Change 518210 had a related patch set uploaded (by Muehlenhoff; owner: Muehlenhoff):
[operations/puppet@production] Allow gpu-testers to run radeontop

https://gerrit.wikimedia.org/r/518210

There is also /opt/rocm/bin/rocm_smi.py but apparently it needs sudo (sigh).

After rocm 2.5 is release (we should be running 2.4) T220784 will be unblocked and we'll be able to write a simple prometheus exporter and publish metrics..

@elukey I have Thumbor configured to do smart cropping, but with @MoritzMuehlenhoff we verified using both radeontop and rocm_smi and it's not hitting the GPU.

Thumbor relies on the python-opencv library for that stuff. I imagine that maybe python-opencv and/or dependencies may have to be compiled from source to leverage the GPU?

Thumbor relies on the python-opencv library for that stuff. I imagine that maybe python-opencv and/or dependencies may have to be compiled from source to leverage the GPU?

I'm not familiar with OpenCL, but I noticed that /etc/OpenCL/vendors contains a amdolc64.icd, which points to libamdocl64.so which is present as /opt/opencl/lib/x86_64/libamdcl64.so

Maybe we need to configure OpenSL (or Py-OpenS)L to specifically usedthat icd) or maybe there's some PATH issue that it doesn't look up /opt/opencl/lib/x86_64/?

elukey added a comment.EditedJun 21 2019, 1:26 PM

@Gilles no idea about what it is needed by thumbor to use the GPU, but in theory I'd expect to find something able to configure it or some logs indicating that it is recognized a GPU.
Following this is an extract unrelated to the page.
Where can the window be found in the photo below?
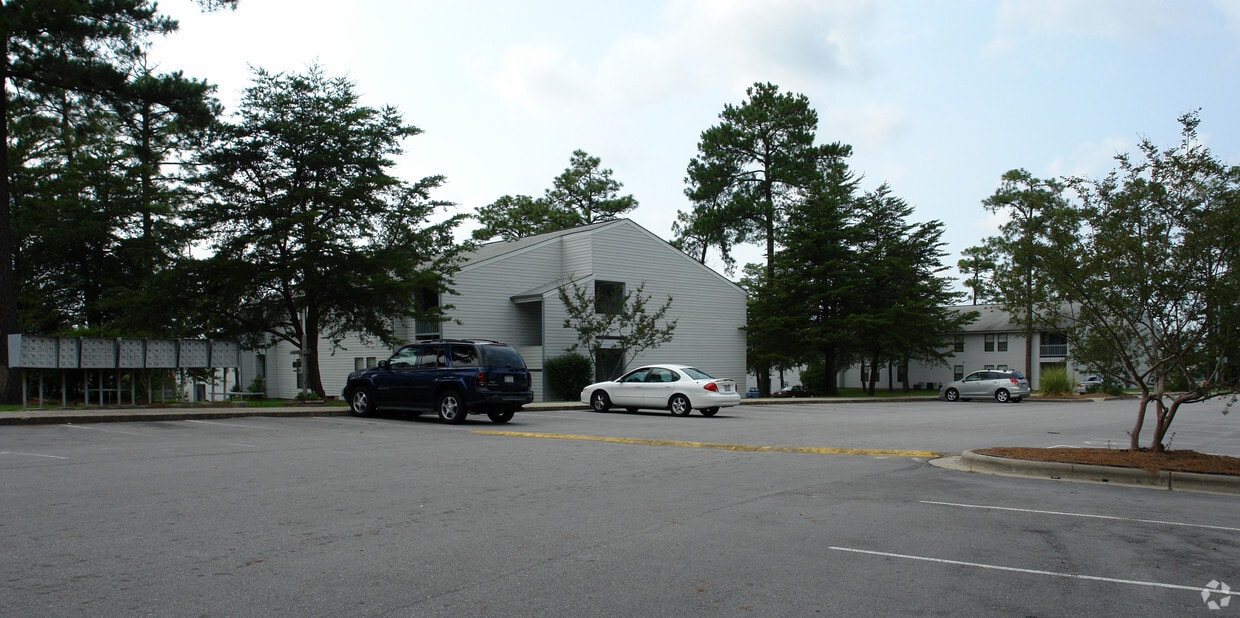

Also, hsa-ext-rocr-dev might be important: as stated in the other task, https://github.com/RadeonOpenCompute/ROCm/issues/761 gives a good hint about what the package contains:

As of ROCm 1.9, the remaining mechanisms that are available in these closed-source libraries are the hsa_amd_image_*, hsa_ext_image_* and hsa_ext_sampler_* functions (libhsa-ext-image64.so.1) and hsa_ext_tools_* functions (libhsa-runtime-tools64.so).

The former are used by, for example, our OpenCL runtime for "image" types. If you don't have libhsa-ext-image64.so.1 installed on your system, our OpenCL runtime will not offer image support for ROCm GPU devices. For example, clGetDeviceInfo() will return CL_FALSE for CL_DEVICE_IMAGE_SUPPORT.

So we could try to install hsa-ext-rocr-dev again and see how it goes!

Note: the package is the only non-open-source one, and we are trying to avoid using it if possible.